Удивительно, как быстро меняется в Баренцевом море погода. Снова сияло солнце, и море лежало светлоголубое, гладкое, как будто и не бывало волн и ветер не свистел в снастях. Однажды мы увидели берег. Белые, покрытые снегом скалы тянулись по горизонту. К вечеру они были совсем близко. Весна уже изменила их. Снег сходил, и кое-где виден был голый черный гранит. Водопады свергались с обрывов, потоки, бурля, вливались в море. Ночью мы вошли в губу. Утром берега были с обоих бортов. Снова пошел под воду трал, мы описывали большие круги по широкой губе. Моя вахта кончилась в восемь часов. Донейко отправился к капитану и через пять минут, гремя сапогами, скатился по трапу вниз.
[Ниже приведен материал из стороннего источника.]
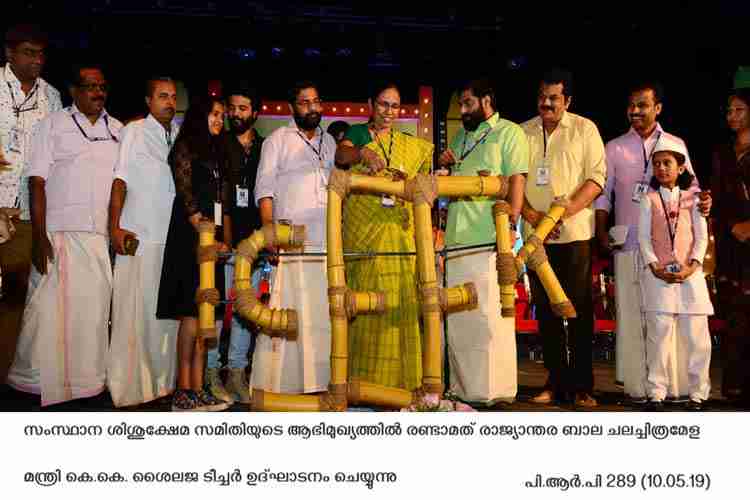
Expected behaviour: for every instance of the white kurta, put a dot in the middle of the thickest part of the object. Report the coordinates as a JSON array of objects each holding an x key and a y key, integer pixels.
[
  {"x": 294, "y": 171},
  {"x": 302, "y": 366},
  {"x": 481, "y": 343},
  {"x": 63, "y": 342},
  {"x": 142, "y": 363}
]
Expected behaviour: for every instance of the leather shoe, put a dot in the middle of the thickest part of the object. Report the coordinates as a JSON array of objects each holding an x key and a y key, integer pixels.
[
  {"x": 543, "y": 398},
  {"x": 585, "y": 400}
]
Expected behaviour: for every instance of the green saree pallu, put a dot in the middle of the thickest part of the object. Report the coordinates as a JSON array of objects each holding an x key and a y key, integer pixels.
[{"x": 386, "y": 349}]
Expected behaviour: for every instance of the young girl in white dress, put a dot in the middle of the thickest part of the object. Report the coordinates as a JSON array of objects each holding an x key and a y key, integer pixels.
[{"x": 673, "y": 238}]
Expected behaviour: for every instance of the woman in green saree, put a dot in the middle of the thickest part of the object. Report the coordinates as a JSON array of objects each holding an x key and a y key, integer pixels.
[{"x": 384, "y": 349}]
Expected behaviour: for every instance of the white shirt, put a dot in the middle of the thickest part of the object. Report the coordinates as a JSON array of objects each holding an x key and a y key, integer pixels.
[
  {"x": 43, "y": 99},
  {"x": 78, "y": 172},
  {"x": 292, "y": 173},
  {"x": 143, "y": 166},
  {"x": 688, "y": 297}
]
— Старик разрешает! — орал он, размахивая вязаной шапкой. — Собирайся!
Из рубки высунулось веселое лицо двадцатитрехлетнего капитана.
— Это вы меня стариком величаете? — спросил он, старательно хмуря брови.
— Простите, Николай Николаевич, — крикнул Донейко, — оговорился! — промелькнул и исчез в кубрике.
На тральщике поднялась суета. Мы носились взад и вперед, сталкивались друг с другом, беззлобно переругивались. Свистунов выторговывал у кока лишнюю буханку хлеба. Полтора Семена тащил трех окуньков свежего, собственного копчения, Донейко с засольщиком подготовляли к спуску шлюпку, Балбуцкий торопясь нёс какие-то ведра. Скоро мы все собрались у шлюпки. Развернулись шлюпбалки, шлюпка повисла над водой.
Мы отправлялись на птичий базар собирать яйца. Тральщик должен был нас забрать, когда он, сделав круг, снова пройдет мимо этих крутых, обрывистых берегов.
Старший штурман Бабин, молчаливый человек с очень красным лицом, командовал спуском шлюпки, проверяя скорость работы по часам.
Шлюпка коснулась воды. Матросы быстро спустились по лопарям талей. К рулю сел Бабин. Сверху нам передавали веревки и ведра. Мацейс, низко наклонившись, укладывал их под банки. Какой-то матрос — я видел только его спину — стал с багром на носу, приготовившись оттолкнуть шлюпку при отходе от борта.
— Отваливай! — скомандовал Бабин. Отдали фалини.
— Весла! — Весла откинулись в уключины.
— На воду! — Бабин спрятал часы. Лопасти весел легли на воду, напряглись спины гребцов, и шлюпка, рванувшись, понеслась к пустынному берегу. Матрос, который отталкивался шестом, обернулся, и я узнал Шкебина. «Раз — два, раз — два», — негромко отсчитывал Бабин, и лопасти весел поднимались и опускались в такт, и тральщик всё удалялся от нас, и голые, дикие скалы становились всё ближе, и струйки воды журчали за кормою шлюпки.
— Донейко, в чем дело? — крикнул вдруг Бабин. Я оглянулся. Донейко сидел неподвижно, высоко подняв весло.
— Что за чорт, — услышал я его приглушенное бормотанье, — ведь ты же не из нашей вахты, как же ты тут очутился?
Ответил ему уверенный голос Мацейса:
— Ну так что ж? Мы из первой вахты. Нам вступать в двенадцать часов. Разве мы не успеем вернуться?